|"Festival," by Brian Kershisnik|
I was reading this poem by Rilke called “Christ and the Children” (“And like the flowers that shoot up galore / on early days in spring, / the children flock to him, / while adults rarely mention his name. / For children have been friends with him for long / and they hurry to the gate of his embrace. / A pale one says, ‘You surely are the grace / for which my mother daily lifts her hands.’”) and then I looked up to see my children playing with the neighbor children in a sprinkler—their eyes were all bright and shining and good, and I saw Christ in the children. I saw, too, the other day while I was driving in my car a young girl—maybe ten years old—summer-sunbrowned and riding her bicycle, making wild gestures with her hands and sort of swinging her hair back and forth to make her friend behind her laugh on her bicycle. I wished her future husband could see that youthfulness, that exuberance. He will know her as a lovely young woman, but not as a girl. I feel privileged to know my daughter as a girl.
But here’s the thing, I was thinking the other day of this time a friend of mine called me to tell me that his daughter had been raped. I went over to his house, and he cried into my arms, and said he had a fifty cent solution, he had a fifty cent solution, and he shook in rage and grief, and I laid my hands on his head to give him a blessing. What do you say at such a time? Why do daughters get raped? Why do friends shake in my arms? How does such darkness exist in a world that has shown itself to me so often in so much splendor? How does one offer any real comfort, any real hope when you can’t fix it, can’t take it back, can’t change the world? Well, God pours out love, which is not always the same thing as healing. But it’s something, and it’s real.

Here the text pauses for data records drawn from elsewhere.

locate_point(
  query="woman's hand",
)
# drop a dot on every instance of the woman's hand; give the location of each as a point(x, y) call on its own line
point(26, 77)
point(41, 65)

My wife is downstairs right now, playing gently on the piano: Pachelbel’s Canon. A song she learned because I love it and she loves me. And I am reminded that one day the air will begin to shimmer and shake and hum with a music that is not of this world. And a light will come from the east, growing in intensity and brightness, causing the air to shake, to undulate and roll, to swell and to sing. Causing the grass to reach and to sing and the trees to shiver with music. And I will feel myself becoming lighter, sorrow and heaviness melting away like snow in spring, will feel the joy I have always known myself capable of, will look around to see others, to find ourselves soaring through the air. To meet the Lord in the clouds, the scripture says. A new song. We will come singing a new song. A song beyond words but created with human voices. And the voices of others, of angels and gods. I will know the words or the non-words, the motions of the mouth and the movement of lungs even though I have never heard it, yet I know I have heard it. I was born from this song, brought forth from this light. And the Lord will wipe away all tears from off all eyes. There will be no more sorrow and no more death. I will know as I am known. I will rise. The earth will become new. All things will be new. All things. All things.